CANNES — Gathered Sunday night on the eve of the annual Mip TV programming mart, Germany’s four broadcasting heavyweights — Kirch and RTL on the commercial side and pubcasters ARD and ZDF — took the floor for the Spotlight on German Television. Such country spotlights now are a regular part of Mip confabs.

“The German TV Industry: The Key for Success” drew a packed house of Mip participants. Conference was kicked off by veteran media journo Ingrid Scheithauer, who set the scene with some key facts about the German landscape.

Last year, the only new U.S. fare shown in primetime by the four major broadcasters was feature films. Only 35% of programming was U.S.-produced, vs. 47% five years ago.

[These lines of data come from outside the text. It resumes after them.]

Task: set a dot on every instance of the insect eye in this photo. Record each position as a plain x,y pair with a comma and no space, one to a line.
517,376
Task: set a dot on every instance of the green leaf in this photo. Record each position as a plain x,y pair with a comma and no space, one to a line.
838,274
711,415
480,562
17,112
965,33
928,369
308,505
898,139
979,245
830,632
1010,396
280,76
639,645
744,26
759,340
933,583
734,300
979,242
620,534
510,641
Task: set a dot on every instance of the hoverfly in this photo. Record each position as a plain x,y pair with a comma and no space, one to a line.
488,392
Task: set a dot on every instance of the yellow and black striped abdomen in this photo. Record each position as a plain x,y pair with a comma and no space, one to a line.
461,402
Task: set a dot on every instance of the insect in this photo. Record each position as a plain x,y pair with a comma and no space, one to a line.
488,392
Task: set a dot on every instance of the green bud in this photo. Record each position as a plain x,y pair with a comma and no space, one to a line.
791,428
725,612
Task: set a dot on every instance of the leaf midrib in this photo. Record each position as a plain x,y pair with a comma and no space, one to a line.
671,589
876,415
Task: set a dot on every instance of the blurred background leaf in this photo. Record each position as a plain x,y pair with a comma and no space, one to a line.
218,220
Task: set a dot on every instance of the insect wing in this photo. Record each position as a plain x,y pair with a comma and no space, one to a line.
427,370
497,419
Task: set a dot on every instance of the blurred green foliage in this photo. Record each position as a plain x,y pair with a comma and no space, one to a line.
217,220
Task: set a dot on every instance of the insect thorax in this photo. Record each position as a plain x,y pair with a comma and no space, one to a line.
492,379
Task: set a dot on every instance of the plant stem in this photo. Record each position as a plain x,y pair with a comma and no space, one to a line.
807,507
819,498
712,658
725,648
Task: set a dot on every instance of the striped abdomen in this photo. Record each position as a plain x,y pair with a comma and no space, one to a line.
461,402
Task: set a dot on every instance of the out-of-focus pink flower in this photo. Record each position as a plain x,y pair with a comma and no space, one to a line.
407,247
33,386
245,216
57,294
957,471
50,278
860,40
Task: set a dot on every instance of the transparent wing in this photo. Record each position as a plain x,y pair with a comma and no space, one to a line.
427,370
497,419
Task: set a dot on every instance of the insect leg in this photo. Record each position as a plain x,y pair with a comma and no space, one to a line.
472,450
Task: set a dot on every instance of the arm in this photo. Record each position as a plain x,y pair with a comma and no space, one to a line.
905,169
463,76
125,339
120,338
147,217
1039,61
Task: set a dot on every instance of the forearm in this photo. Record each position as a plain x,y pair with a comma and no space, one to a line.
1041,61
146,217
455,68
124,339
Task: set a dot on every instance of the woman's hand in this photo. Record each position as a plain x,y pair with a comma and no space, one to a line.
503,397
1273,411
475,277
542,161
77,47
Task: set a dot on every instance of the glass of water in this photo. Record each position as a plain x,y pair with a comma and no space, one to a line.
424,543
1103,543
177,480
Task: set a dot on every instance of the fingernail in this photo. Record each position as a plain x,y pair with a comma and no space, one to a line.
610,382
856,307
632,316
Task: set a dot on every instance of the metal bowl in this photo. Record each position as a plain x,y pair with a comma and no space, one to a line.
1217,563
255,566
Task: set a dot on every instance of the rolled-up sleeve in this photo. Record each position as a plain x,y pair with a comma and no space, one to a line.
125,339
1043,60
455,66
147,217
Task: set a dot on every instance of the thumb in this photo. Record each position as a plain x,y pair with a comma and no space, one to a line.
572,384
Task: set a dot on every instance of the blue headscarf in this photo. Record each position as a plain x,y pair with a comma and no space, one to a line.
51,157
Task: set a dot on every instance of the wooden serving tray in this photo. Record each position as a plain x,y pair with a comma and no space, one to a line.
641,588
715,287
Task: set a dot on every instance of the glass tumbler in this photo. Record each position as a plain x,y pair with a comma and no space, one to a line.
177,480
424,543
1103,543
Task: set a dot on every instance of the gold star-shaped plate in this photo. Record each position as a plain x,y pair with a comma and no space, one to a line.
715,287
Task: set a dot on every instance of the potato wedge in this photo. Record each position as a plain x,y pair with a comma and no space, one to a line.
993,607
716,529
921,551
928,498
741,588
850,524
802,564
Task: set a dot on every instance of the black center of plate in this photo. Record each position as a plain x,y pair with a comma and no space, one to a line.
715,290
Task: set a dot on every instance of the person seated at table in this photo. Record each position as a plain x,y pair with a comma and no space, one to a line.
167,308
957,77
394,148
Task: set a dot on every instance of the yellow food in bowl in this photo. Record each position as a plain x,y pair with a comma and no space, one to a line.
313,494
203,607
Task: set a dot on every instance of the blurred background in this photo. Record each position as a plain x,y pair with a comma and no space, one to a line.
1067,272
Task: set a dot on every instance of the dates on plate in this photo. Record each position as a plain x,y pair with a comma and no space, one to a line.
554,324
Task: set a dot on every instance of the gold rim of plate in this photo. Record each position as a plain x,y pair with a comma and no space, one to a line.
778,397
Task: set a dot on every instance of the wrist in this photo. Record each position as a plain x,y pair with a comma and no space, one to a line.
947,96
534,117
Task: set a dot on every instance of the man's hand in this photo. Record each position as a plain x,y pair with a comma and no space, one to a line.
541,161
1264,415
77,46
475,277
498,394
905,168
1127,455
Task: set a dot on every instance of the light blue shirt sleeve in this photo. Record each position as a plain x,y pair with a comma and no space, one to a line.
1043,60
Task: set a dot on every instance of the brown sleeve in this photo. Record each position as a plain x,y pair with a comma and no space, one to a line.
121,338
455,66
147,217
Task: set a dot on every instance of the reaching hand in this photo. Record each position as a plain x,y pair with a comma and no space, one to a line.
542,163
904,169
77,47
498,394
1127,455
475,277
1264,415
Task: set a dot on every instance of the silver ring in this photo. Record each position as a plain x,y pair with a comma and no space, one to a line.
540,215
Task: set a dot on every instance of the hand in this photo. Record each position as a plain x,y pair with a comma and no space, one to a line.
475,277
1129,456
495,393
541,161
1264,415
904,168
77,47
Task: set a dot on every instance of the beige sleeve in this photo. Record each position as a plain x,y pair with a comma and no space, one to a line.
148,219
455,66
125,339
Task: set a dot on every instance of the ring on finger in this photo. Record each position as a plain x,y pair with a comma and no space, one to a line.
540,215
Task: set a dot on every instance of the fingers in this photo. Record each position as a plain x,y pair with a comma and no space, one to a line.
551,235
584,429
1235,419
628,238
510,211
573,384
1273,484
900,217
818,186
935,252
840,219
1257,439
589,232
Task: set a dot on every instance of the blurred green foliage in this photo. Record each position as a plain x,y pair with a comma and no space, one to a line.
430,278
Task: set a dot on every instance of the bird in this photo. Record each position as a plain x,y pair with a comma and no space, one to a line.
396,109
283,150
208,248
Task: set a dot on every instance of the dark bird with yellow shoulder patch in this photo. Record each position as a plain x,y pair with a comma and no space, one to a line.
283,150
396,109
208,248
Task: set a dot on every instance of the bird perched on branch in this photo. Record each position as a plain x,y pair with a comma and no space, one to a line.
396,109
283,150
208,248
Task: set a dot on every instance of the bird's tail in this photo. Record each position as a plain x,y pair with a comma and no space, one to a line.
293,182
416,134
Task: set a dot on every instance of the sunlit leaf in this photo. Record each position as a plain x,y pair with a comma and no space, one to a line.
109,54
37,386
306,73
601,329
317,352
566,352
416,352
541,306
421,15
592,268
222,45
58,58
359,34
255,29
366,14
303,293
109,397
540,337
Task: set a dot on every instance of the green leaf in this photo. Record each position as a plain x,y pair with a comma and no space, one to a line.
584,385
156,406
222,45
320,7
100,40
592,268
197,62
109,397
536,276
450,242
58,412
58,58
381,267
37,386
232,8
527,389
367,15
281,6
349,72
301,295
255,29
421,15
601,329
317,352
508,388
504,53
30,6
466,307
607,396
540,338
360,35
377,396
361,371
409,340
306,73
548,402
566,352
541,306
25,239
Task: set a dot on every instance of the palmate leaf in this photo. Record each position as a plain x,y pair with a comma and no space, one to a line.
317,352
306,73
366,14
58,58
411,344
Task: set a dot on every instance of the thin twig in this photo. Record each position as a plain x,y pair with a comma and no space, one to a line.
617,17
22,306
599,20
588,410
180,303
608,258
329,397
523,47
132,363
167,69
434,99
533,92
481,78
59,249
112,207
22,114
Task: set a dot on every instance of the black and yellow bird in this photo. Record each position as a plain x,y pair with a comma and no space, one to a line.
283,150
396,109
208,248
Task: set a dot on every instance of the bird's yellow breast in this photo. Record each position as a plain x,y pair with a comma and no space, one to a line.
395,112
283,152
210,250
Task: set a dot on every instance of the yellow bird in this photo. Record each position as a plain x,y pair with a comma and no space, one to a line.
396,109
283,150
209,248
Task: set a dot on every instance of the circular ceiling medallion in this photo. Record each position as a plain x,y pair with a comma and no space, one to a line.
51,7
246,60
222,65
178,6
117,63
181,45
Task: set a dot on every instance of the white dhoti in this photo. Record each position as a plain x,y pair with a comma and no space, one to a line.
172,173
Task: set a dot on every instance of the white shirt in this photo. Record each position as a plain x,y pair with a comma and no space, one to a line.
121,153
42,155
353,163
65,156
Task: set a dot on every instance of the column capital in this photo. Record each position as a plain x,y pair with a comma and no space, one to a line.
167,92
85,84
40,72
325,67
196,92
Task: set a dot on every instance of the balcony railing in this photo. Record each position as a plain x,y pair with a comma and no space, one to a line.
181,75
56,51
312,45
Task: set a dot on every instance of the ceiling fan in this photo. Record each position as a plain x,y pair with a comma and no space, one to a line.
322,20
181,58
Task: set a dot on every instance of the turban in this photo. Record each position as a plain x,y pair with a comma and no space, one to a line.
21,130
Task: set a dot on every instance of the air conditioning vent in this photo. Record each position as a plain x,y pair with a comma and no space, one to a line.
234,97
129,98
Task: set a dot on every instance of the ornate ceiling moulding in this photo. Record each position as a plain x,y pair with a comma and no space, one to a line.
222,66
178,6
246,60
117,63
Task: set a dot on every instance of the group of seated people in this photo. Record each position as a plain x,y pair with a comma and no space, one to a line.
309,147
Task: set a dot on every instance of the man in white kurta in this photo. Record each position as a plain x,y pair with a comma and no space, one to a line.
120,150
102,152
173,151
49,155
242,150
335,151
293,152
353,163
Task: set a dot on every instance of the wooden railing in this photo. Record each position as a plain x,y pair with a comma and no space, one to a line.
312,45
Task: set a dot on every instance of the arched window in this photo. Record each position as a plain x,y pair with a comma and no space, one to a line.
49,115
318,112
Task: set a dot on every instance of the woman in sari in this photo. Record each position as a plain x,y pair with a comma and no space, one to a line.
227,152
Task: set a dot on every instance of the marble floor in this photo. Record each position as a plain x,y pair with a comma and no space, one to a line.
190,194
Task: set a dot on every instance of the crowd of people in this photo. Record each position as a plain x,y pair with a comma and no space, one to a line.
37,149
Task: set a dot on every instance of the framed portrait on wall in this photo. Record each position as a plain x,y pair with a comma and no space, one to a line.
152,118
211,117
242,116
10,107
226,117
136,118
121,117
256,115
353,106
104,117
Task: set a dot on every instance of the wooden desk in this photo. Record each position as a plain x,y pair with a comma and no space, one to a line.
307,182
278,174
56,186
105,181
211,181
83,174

According to Gerhard Zeiler, managing director of leading German web RTL, it’s only in feature films and animation where the majority of programming still is supplied by the U.S. Otherwise, it’s mostly local production.

Talking about the rise in local productions, Gunther Struve, programming director for ARD, said the station produced only 15 German films/telepics three years ago, compared to 42 today.

Key changes facing the German TV biz include the sale of the gigantic German cable systems to foreign players, such as John Malone’s Liberty Media, and the convergence of the Internet and television.

According to Jan Mojto, managing director for Kirch Media, companies need to address the task of financing the massive amount of programming Germany produces. For primetime last year, there were 2,000 hours of local series and TV movies made for some DM2 billion ($893 million).

“We are the highest-achieving sector in Europe. We produce three times as much as France and have twice as many production companies. We have a high-achieving industry and are good example for Europe,” Mojto said.